Ce livre est né d'un constat: l'instrumentalisation toujours croissante des musées par nos dirigeants qui négligent la vocation culturelle de ces établissements pour les transformer en outils au service de la politique, de la diplomatie ou d'intérêts économiques.

D'aucuns à coup sûr prétendront que l'argumentation de l'auteur est grossièrement orientée, voire victime de mauvaise foi et de rigidité d'esprit. A moi en tout cas elle est surtout apparue désarmante de bon sens. Car elle met au jour cette tendance de fond - inaugurée dans les années 90 par le Guggenheim de New-York exporté à Bilbao - qui voit des établissements culturels de renom engendrer des labels, des marques, en un mot se transformer en ce que M. Rykner appelle des multinationales de la culture. Si cette « rupture » fut en son temps honnie par la communauté culturelle internationale, elle semble désormais acceptée, sinon devancée et encouragée par le parangon des musées, i.e., vous l'avez compris, le Louvre.

Comment par exemple ne pas se montrer surpris, sinon choqué, face au déplacement d'œuvres des plus fragiles aux 4 coins du monde pour servir les expos-spectacles-événements qui se multiplient mais n'apportent rien à l'étude de l'histoire de l'art ? Face à la mise en concurrence des établissements qui subvertit les principes d'échange et de prêt ? Face, enfin, à la remise en cause fondamentale de la définition même du musée ?

Un musée est d'abord constitué d'une collection permanente.

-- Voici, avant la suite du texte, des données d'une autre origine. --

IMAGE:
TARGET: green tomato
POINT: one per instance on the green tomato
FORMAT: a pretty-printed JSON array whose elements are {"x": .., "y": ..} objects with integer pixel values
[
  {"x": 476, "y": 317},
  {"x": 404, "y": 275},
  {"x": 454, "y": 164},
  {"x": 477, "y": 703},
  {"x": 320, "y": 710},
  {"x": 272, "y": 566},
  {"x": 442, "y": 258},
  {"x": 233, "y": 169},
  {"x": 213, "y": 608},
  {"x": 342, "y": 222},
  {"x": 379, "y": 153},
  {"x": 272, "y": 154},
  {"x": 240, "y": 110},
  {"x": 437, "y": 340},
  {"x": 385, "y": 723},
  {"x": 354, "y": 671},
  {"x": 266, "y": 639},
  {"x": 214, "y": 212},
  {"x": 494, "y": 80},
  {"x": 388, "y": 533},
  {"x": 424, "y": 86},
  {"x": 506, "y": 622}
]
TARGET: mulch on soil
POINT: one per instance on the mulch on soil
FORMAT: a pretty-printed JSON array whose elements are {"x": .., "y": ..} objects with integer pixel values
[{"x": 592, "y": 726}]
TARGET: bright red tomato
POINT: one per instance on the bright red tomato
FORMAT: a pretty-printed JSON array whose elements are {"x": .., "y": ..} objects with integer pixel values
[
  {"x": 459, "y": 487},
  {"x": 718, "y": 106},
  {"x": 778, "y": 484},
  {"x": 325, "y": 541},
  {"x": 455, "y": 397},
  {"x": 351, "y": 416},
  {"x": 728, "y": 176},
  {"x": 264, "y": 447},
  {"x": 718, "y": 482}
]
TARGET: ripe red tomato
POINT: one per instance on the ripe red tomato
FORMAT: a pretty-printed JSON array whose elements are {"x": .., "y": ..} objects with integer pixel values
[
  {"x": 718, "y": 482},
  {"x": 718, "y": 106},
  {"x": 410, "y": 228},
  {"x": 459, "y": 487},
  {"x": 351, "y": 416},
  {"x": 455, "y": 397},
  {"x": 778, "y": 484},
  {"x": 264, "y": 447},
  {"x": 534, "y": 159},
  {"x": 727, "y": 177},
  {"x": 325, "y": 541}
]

Il est nécessaire de répéter cette évidence. Elle en forme le cœur, la raison d'être. Sans collection permanente, le musée n'existe pas et n'est plus qu'un centre d'exposition.

Revient donc sous une autre forme cette question centrale qui devrait un peu plus hanter le débat public : tout est-il marchandable ? En l'espèce ici : qu'en est-il des vieilles missions de service public (pardon pour le gros mot) sur lesquelles nos établissements culturels se sont construits ? A savoir : la conservation du patrimoine, son étude, sa mise à disposition du plus grand nombre ?

Que l'Etat mène un tel projet sur ses propres collections, qu'il applique les lois qu'il est censé faire respecter et qu'il se comporte comme on est en droit de l'attendre, c'est-à-dire en mécène désintéressé, uniquement soucieux du bien des citoyens, rien n'empêche d'y rêver.

Attila

(1) Fondateur de La Tribune de l'Art.